FOREST IN BLOOD: Pirates

Thrash/Hardcore, France (Autoproduction, 2018)

Forest In Blood est un groupe parisien formé en 1998 qui nous revient aujourd’hui avec Pirates, son… second album! Dans sa bio, le groupe note s’être formé l’année où l’équipe de France de foot devint championne du monde. Nous ne pourrons que remarquer que ce second album arrive alors que la France a remporté sa seconde étoile… Y a t-il un lien de cause à effet? Rien n’est moins sûr tant les goûts musicaux de nos joueurs sont à l’opposé de ce que nous propose Forest in Blood qui puise son inspiration dans le thrash de Slayer ou de Metallica (certains éclairs rouge sang de la pochette ressemblent à s’y méprendre au M des Horsemen…) et dans le hardcore d’un Hatebreed débridé. Les rythmiques sont d’une réelles efficacité, de celle qui fait taper du pied, et si je dois relever un défaut, c’est la redondance des guitares. Les riffs, à quelques exceptions près, semblent se répéter, parfois (écoutez les intros de My dues et Black parrot) même être identiques. Pourtant, ça marche, et le chant enragé provenant de la gorge profonde de Eric Florentin accompagne avec une brutalité défouloir les guitares rageuses de Barthélémy Vaudon et Hervé Marguet. La section rythmique, jamais en reste est à l’avenant (la basse vrombissante de Pierre Acedo soutient la batterie guerrière de Cédric Sénéchal). Heureusement, FIB nous offre également quelques intermèdes plus légers bien que pas forcément indispensable. Qui s’étonnera dès lors de lire que la production est signée de l’incontournable Francis Caste, un des meilleurs producteurs metal de son temps? Pirates est un de ces albums qui risque fort de prendre toute sa mesure sur scène. A bon entendeur…

DROP DEAD: Mayhem Inc.

Hard rock, France ( Autoproduction, 2018)
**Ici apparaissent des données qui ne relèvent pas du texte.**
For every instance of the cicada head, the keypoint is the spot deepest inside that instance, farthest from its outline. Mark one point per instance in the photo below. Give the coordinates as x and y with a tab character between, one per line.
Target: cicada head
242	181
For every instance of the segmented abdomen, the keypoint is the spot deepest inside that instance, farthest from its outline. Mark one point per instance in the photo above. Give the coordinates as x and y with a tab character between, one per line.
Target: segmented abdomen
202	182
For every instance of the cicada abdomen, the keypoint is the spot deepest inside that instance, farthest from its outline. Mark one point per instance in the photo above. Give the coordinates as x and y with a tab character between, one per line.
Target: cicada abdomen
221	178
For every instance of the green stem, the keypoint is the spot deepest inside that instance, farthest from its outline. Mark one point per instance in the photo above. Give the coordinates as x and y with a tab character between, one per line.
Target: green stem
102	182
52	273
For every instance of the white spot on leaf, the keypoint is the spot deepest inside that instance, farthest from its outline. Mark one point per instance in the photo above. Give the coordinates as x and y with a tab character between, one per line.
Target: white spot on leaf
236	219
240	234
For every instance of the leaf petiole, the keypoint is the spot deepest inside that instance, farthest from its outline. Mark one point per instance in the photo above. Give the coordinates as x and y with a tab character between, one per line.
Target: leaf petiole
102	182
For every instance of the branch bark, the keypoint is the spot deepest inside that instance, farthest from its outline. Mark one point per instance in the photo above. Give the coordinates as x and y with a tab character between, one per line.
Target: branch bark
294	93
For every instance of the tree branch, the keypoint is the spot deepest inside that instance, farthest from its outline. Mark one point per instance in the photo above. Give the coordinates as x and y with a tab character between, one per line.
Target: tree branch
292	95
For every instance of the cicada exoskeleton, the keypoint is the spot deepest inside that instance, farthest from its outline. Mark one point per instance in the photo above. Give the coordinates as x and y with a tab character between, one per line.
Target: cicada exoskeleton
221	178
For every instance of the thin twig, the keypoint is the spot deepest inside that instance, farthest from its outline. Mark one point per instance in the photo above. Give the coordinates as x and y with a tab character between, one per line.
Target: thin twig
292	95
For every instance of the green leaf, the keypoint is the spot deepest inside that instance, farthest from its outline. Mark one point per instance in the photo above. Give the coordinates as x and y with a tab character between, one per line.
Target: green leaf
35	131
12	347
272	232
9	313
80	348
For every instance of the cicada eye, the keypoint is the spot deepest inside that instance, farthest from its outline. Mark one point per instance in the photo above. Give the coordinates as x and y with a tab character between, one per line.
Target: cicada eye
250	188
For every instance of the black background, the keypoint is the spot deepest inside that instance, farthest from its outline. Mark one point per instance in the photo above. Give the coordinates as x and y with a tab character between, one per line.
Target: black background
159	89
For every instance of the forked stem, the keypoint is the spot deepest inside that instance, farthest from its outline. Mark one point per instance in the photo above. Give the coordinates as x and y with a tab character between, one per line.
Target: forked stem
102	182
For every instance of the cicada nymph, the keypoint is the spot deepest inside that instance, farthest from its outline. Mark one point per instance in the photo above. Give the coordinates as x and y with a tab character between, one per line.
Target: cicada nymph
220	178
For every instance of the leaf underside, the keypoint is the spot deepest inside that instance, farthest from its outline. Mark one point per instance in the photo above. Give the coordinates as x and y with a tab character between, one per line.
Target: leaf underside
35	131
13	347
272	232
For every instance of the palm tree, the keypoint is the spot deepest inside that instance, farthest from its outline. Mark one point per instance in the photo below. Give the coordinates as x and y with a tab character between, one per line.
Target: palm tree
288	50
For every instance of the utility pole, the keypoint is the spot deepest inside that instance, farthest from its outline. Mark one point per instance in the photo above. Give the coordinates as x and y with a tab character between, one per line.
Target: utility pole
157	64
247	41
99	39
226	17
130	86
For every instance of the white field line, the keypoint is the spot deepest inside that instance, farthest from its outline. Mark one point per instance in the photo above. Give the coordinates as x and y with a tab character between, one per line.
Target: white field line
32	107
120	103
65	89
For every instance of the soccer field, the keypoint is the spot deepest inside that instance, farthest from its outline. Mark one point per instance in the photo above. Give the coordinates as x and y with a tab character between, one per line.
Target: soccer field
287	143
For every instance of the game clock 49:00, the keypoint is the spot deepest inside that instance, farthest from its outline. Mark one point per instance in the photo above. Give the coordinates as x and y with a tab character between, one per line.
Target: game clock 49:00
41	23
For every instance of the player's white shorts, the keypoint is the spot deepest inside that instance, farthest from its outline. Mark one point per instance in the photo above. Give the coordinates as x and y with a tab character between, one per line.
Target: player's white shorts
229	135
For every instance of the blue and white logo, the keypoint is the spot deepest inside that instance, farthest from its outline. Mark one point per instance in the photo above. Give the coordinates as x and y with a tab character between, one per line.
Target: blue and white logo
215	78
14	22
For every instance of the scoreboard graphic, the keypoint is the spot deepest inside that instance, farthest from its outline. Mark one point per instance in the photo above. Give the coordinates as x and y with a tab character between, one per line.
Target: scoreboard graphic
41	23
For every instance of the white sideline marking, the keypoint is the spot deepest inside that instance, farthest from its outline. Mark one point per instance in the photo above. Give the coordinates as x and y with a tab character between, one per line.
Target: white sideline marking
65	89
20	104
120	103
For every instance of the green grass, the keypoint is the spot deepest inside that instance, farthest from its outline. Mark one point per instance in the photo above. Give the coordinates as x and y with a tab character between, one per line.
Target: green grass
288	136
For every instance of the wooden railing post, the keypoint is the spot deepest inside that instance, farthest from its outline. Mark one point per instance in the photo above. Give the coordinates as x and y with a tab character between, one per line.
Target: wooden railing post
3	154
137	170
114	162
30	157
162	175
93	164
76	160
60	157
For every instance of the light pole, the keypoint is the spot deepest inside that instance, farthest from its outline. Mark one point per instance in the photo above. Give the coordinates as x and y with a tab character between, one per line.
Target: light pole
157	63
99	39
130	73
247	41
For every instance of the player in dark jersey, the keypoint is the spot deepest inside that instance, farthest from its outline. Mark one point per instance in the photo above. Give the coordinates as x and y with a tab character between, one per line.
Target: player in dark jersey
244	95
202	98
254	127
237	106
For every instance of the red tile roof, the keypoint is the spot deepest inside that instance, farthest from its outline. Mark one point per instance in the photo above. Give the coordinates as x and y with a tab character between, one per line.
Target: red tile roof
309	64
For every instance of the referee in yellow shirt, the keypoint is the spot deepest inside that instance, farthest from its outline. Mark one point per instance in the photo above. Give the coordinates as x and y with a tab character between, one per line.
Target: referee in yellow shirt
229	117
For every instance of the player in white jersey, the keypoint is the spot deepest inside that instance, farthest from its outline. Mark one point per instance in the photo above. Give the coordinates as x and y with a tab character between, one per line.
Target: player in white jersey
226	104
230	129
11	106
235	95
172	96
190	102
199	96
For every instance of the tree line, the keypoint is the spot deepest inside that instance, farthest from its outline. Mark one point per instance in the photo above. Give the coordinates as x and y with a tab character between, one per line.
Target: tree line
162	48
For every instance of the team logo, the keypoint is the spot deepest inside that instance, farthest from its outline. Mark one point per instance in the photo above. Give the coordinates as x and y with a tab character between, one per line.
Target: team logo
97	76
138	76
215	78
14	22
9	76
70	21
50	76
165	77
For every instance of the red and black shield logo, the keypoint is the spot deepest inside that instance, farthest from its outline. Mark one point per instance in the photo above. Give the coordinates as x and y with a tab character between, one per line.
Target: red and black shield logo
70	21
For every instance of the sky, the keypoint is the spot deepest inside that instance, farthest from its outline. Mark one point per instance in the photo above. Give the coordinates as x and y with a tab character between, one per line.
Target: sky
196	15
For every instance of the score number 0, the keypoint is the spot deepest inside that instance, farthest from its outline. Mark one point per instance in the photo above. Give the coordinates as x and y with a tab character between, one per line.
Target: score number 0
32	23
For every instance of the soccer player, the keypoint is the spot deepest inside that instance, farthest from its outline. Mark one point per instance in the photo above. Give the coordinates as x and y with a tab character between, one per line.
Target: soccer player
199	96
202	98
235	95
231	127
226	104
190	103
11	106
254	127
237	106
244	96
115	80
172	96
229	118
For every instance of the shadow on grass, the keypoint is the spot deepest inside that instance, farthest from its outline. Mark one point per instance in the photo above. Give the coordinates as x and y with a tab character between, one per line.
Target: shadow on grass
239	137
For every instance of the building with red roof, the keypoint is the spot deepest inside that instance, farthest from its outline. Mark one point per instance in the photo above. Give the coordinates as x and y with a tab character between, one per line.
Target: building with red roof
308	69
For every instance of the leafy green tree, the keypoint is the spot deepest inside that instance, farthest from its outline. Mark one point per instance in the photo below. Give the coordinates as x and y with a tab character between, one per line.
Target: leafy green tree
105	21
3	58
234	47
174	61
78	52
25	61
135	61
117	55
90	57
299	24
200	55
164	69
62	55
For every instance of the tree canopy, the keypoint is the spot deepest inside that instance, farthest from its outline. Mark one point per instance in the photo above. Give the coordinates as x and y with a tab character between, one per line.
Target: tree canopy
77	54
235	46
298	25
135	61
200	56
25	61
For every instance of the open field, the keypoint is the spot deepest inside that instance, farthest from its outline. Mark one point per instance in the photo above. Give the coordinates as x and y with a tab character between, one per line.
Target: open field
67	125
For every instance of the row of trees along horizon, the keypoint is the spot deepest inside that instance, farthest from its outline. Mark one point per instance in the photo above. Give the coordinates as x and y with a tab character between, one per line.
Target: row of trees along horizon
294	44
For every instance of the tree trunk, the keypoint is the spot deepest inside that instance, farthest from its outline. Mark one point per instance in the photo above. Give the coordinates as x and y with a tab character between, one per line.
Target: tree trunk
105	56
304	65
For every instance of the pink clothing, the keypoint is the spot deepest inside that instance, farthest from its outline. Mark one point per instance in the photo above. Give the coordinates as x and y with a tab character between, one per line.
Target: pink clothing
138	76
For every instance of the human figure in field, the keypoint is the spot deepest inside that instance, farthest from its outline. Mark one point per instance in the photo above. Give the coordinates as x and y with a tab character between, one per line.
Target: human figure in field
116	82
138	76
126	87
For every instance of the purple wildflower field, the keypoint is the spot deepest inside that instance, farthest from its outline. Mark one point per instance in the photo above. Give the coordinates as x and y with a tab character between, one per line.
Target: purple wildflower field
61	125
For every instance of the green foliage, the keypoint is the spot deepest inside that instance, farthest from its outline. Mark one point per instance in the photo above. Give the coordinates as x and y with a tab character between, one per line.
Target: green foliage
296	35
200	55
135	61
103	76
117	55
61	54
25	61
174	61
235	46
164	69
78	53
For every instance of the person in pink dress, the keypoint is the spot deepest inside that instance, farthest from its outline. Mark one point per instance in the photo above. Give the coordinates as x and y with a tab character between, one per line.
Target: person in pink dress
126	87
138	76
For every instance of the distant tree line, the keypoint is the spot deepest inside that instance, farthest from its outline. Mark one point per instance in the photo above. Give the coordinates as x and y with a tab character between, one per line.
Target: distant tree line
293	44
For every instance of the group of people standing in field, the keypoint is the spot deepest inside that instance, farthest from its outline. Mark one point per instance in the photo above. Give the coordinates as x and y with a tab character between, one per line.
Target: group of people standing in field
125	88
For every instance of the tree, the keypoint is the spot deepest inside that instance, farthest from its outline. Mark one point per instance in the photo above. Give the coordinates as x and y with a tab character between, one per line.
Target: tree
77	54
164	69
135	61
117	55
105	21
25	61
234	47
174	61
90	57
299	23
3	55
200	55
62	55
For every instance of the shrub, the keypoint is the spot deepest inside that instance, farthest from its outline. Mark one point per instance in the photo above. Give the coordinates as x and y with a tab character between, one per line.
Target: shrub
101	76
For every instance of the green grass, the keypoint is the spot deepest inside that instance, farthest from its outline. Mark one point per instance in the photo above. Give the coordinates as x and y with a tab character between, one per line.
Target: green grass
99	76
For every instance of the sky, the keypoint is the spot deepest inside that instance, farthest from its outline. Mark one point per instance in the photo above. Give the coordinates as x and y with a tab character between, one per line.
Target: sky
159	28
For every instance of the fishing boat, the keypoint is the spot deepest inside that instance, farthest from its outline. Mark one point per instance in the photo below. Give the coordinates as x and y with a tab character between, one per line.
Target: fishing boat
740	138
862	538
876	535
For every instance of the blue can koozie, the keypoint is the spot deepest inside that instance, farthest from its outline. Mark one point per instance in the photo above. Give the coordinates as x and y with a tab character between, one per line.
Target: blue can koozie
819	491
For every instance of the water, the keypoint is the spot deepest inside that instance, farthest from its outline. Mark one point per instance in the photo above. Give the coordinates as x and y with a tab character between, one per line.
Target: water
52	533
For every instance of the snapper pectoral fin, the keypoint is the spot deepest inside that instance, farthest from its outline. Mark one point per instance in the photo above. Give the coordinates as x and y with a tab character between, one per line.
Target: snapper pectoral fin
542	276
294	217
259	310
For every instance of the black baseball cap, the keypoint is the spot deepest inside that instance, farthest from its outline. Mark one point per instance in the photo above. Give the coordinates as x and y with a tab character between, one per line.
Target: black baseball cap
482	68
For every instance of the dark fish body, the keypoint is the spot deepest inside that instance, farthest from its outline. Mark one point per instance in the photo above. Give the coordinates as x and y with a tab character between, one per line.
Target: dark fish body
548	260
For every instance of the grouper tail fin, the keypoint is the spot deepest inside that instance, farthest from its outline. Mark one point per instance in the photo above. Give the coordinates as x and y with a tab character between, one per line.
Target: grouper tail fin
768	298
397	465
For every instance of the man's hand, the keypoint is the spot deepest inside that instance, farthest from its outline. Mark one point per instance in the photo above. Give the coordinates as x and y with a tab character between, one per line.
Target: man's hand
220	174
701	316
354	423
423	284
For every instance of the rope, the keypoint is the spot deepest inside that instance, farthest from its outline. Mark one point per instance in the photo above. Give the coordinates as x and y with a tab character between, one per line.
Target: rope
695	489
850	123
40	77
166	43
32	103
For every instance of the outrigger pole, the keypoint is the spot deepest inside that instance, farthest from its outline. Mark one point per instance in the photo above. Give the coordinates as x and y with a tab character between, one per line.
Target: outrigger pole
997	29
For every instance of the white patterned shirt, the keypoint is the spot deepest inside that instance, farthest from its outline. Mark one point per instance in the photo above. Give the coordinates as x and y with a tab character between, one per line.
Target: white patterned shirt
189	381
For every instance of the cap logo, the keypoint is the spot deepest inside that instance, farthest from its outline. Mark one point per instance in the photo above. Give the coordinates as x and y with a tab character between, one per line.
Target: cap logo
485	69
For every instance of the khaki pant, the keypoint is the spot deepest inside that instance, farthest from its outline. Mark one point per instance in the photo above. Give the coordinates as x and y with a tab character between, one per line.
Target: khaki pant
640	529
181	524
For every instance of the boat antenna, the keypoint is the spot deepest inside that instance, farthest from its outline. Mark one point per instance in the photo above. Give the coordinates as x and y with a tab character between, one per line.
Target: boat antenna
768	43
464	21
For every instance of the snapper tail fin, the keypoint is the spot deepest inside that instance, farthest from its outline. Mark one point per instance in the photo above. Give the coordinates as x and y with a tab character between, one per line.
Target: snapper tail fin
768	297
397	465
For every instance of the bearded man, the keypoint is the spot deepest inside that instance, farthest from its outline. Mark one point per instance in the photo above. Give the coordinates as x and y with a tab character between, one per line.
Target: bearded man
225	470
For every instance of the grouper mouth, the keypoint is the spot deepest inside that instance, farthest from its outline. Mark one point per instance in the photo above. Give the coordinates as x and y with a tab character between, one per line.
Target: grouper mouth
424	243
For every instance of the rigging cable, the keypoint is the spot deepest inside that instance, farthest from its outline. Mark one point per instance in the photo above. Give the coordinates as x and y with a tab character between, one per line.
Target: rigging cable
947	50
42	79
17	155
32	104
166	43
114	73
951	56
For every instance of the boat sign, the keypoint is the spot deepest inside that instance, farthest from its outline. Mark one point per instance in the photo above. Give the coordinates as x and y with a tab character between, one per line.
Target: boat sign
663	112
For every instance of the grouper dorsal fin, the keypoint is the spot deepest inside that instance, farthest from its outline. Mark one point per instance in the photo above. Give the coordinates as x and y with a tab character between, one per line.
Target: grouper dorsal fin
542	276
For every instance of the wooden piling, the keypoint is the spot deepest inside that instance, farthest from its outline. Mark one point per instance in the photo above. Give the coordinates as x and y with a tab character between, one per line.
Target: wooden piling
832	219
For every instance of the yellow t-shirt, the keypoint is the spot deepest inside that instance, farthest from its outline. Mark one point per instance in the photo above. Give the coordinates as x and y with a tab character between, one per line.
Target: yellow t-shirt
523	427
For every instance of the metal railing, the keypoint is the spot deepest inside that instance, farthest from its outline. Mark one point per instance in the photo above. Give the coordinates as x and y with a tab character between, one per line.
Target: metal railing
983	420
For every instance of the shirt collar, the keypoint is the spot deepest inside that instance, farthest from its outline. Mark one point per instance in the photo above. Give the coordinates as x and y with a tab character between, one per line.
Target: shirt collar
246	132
Les amateurs de hard rock un peu vintage et glam vont être aux anges. Des guitares qui crissent, des riffs entraînants, une rythmique franche et directe, une voix forgée aux clopes et au whisky… Voilà quelques uns des ingrédients qu’on retrouve tout au long de ce Mayhem Inc., le nouvel album des Français de Drop Dead. Le groupe puise son inspirations dans le gros son du southern rock, dans l’irrévérence du punk, un peu de tendresse ci et là, et s’amuse avec ce qui fit les beaux jours des 80’s et une partie des 90’s, version heavy ou grunge américains. Sans aucun doute, d’ailleurs, le quatuor lorgne-t-il secrètement vers de lointaines terres outre-Atlantique. Drop Dead réserve même quelques surprises et étonnement comme ce Anarchy qu’on aurait, a priori, imaginé violent. Mais non, c’est le contraire. Les Taste of money, Fuck you (I’m a rock star), Path to the reason et autres High school font taper du pied, inlassablement. L’ensemble est attirant, séduisant même, et ne laisse pas indifférent l’amateur de riffs couillus, d’effets wah wah et de morceaux francs et directs. Un album à découvrir, et un groupe prometteur à soutenir.